An economic update by the federal government last week predicted a two percent increase in Canada's GDP in 2018 and 2019, followed by growth of 1.6 percent in 2020. All three years would be below the observed three percent rate in 2017.
"While Canadian banks can grow above GDP, it is very difficult for them to massively outperform in this context," John Aiken, an analyst at Barclays Capital, said in a telephone interview.
"And so, given the fact that we see some contrary winds in lending, a moderation in the growth of profits is widely expected."
A sharp rise in the US or the global economy can be a mitigating factor, but controlling costs is another area where banks may find it more difficult to continue impressing.

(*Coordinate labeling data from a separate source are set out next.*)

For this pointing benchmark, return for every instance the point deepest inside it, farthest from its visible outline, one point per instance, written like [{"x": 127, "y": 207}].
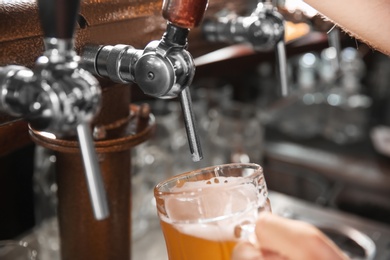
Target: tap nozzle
[{"x": 163, "y": 69}]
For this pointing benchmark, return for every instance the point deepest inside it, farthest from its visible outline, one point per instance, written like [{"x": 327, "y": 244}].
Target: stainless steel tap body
[
  {"x": 262, "y": 29},
  {"x": 55, "y": 96},
  {"x": 162, "y": 69}
]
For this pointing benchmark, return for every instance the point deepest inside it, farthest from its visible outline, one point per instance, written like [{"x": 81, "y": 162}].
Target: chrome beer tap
[
  {"x": 263, "y": 29},
  {"x": 58, "y": 96},
  {"x": 163, "y": 69}
]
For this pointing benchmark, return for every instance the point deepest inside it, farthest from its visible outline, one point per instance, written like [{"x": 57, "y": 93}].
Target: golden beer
[{"x": 204, "y": 213}]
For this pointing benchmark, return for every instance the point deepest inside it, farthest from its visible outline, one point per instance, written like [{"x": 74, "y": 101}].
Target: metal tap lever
[
  {"x": 185, "y": 14},
  {"x": 263, "y": 29},
  {"x": 164, "y": 69},
  {"x": 79, "y": 92}
]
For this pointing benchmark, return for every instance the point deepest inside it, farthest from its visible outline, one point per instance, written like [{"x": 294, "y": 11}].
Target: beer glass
[{"x": 205, "y": 212}]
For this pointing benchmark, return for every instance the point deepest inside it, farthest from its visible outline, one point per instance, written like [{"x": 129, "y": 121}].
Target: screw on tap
[{"x": 163, "y": 69}]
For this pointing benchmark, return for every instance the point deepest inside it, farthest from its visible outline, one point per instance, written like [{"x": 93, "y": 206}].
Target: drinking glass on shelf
[
  {"x": 16, "y": 250},
  {"x": 205, "y": 212},
  {"x": 235, "y": 135}
]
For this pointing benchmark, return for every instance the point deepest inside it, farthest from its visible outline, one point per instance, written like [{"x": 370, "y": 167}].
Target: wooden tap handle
[{"x": 184, "y": 13}]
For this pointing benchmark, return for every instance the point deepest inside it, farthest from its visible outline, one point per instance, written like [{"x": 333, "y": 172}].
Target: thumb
[{"x": 246, "y": 251}]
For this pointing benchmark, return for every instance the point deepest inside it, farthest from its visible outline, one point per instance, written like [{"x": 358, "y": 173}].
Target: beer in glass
[{"x": 204, "y": 213}]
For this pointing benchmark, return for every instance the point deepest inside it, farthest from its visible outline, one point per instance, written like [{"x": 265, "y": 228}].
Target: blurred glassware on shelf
[
  {"x": 348, "y": 107},
  {"x": 235, "y": 134},
  {"x": 48, "y": 238},
  {"x": 17, "y": 250},
  {"x": 301, "y": 114},
  {"x": 44, "y": 184},
  {"x": 327, "y": 100},
  {"x": 152, "y": 162}
]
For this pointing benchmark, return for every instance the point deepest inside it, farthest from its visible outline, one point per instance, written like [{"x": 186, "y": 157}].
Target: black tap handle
[{"x": 58, "y": 17}]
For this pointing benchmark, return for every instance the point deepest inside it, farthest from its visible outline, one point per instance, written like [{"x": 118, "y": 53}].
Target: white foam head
[{"x": 212, "y": 208}]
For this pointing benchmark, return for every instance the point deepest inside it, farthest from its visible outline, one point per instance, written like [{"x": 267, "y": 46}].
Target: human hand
[{"x": 285, "y": 239}]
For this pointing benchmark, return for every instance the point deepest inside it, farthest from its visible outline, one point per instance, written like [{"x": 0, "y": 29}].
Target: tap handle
[
  {"x": 184, "y": 13},
  {"x": 58, "y": 17},
  {"x": 189, "y": 121},
  {"x": 92, "y": 172}
]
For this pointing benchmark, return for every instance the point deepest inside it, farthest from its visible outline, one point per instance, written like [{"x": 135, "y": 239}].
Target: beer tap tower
[
  {"x": 57, "y": 96},
  {"x": 263, "y": 29},
  {"x": 163, "y": 69},
  {"x": 59, "y": 99}
]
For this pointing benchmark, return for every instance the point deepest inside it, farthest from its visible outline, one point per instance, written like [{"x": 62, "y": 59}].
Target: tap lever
[
  {"x": 280, "y": 49},
  {"x": 189, "y": 121},
  {"x": 58, "y": 17},
  {"x": 92, "y": 172},
  {"x": 263, "y": 29},
  {"x": 81, "y": 92}
]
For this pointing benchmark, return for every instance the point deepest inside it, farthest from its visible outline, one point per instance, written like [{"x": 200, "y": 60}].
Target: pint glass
[{"x": 204, "y": 213}]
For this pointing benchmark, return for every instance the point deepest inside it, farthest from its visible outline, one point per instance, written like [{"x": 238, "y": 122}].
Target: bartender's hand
[{"x": 285, "y": 239}]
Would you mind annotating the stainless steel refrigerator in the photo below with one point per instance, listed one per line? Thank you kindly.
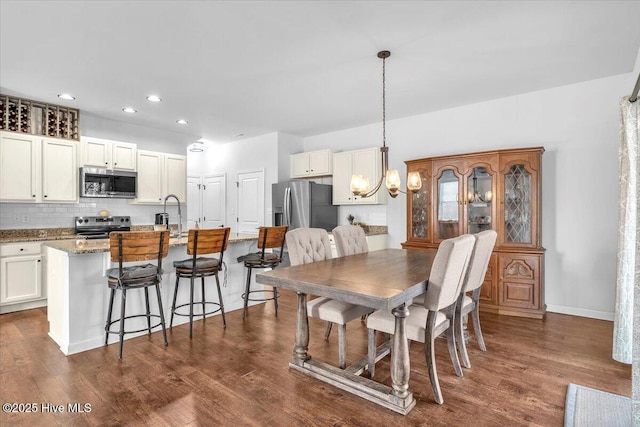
(304, 204)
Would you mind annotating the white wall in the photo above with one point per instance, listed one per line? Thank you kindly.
(248, 154)
(579, 127)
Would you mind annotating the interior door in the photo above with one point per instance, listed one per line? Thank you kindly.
(214, 201)
(250, 201)
(194, 201)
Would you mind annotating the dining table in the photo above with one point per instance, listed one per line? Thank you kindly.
(388, 280)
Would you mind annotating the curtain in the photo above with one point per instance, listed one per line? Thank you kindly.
(628, 259)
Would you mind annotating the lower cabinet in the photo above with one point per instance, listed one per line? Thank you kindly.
(21, 284)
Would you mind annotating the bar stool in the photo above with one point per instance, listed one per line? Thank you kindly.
(268, 238)
(201, 242)
(136, 246)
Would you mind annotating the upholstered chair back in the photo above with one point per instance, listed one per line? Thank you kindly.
(448, 272)
(350, 240)
(479, 262)
(307, 245)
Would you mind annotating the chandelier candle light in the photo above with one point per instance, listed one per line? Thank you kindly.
(360, 184)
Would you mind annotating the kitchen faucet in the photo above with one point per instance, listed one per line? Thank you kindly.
(179, 234)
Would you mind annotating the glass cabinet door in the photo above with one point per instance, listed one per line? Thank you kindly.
(479, 200)
(420, 209)
(517, 205)
(448, 205)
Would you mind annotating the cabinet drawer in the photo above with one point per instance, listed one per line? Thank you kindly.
(13, 249)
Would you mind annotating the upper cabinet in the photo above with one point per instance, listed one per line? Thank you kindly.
(312, 163)
(367, 163)
(102, 153)
(160, 174)
(497, 190)
(37, 170)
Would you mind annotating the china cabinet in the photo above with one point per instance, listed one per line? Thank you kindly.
(469, 193)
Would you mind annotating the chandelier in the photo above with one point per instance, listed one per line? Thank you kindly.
(360, 184)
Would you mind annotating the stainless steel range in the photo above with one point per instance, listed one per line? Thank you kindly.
(99, 227)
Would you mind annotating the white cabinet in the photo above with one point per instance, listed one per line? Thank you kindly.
(38, 170)
(368, 163)
(102, 153)
(312, 163)
(21, 278)
(160, 174)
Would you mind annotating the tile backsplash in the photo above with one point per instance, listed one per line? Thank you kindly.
(48, 215)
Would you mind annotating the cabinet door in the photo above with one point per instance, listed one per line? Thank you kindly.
(59, 171)
(19, 171)
(342, 178)
(149, 177)
(419, 205)
(21, 279)
(448, 190)
(519, 188)
(320, 162)
(368, 163)
(519, 281)
(123, 156)
(175, 176)
(300, 165)
(96, 153)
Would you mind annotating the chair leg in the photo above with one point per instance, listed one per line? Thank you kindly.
(462, 345)
(110, 311)
(246, 292)
(342, 345)
(451, 343)
(327, 331)
(203, 297)
(191, 307)
(122, 309)
(164, 328)
(175, 297)
(146, 301)
(475, 315)
(224, 319)
(371, 352)
(275, 299)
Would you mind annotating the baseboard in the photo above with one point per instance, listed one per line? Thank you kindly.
(594, 314)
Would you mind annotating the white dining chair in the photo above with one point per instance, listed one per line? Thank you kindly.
(484, 243)
(306, 245)
(436, 316)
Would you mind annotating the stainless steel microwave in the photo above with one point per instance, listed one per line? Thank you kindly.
(97, 182)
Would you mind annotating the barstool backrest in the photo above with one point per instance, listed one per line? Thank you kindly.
(271, 238)
(209, 241)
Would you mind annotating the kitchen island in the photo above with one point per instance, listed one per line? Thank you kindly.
(78, 294)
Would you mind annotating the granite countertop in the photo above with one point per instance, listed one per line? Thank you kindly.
(83, 246)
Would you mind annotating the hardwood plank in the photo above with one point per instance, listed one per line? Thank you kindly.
(240, 376)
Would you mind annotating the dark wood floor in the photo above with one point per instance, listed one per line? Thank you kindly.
(239, 376)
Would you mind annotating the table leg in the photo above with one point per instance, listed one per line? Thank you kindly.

"You can argue that many of the cheaper fruits have already been plucked," Aiken said. "While we think they will continue to be aggressive in managing their costs, this may not have the same impact."
Rising interest rates, which have helped bank margins in the short term, may also begin to weigh more on consumer borrowing and spending.
… (How) we see some contrary winds, a moderation of the growth of the profits is widely expected
John Aiken, analyst at Barclays Capital
In addition, banks entered in 2018 burdened with new housing regulations that a recent Bank of Canada staff note suggested could be loosening control over the mortgage market.
This revised B-20 guideline on home mortgage underwriting, said the analytical note of the BoC team, applies only to lenders regulated by the federal government, not the private lenders.
"Areas with high housing prices such as the Greater Toronto Area (GTA) may therefore see more borrowers getting mortgages from private lenders because they may not be able to qualify with other lenders," he added.
According to the BoC team, the volume of new mortgage loans in the GTA fell year on year for all types of lenders in the second quarter of 2018, but private lenders, mortgage lenders, credit unions and smaller banks saw their share in the increase.
The Big Six, however, saw their home equity portion of mortgages in the GTA, to 72.6%, from 77.5%.
The BoC's note said it currently has no data to verify if this same trend was taking place in other provinces, but National Investment Bank analyst Gabriel Dechaine said in a November note on banks that "egulation and risk of unintended consequences. " are important considerations. "
As of Friday's close, the S & P / TSX Banks index, which includes Big Six, fell 6.4 percent year on year.
Bank of Nova Scotia will be the first of six to report results for the three months ended Oct. 31 on Tuesday. Scotiabank profits will be followed by the Royal Bank of Canada on Wednesday, the Canadian Imperial Bank of Commerce and the Toronto-Dominion Bank on Thursday, then at the Bank of Montreal on December 4 and the National Bank of Canada on 5 December.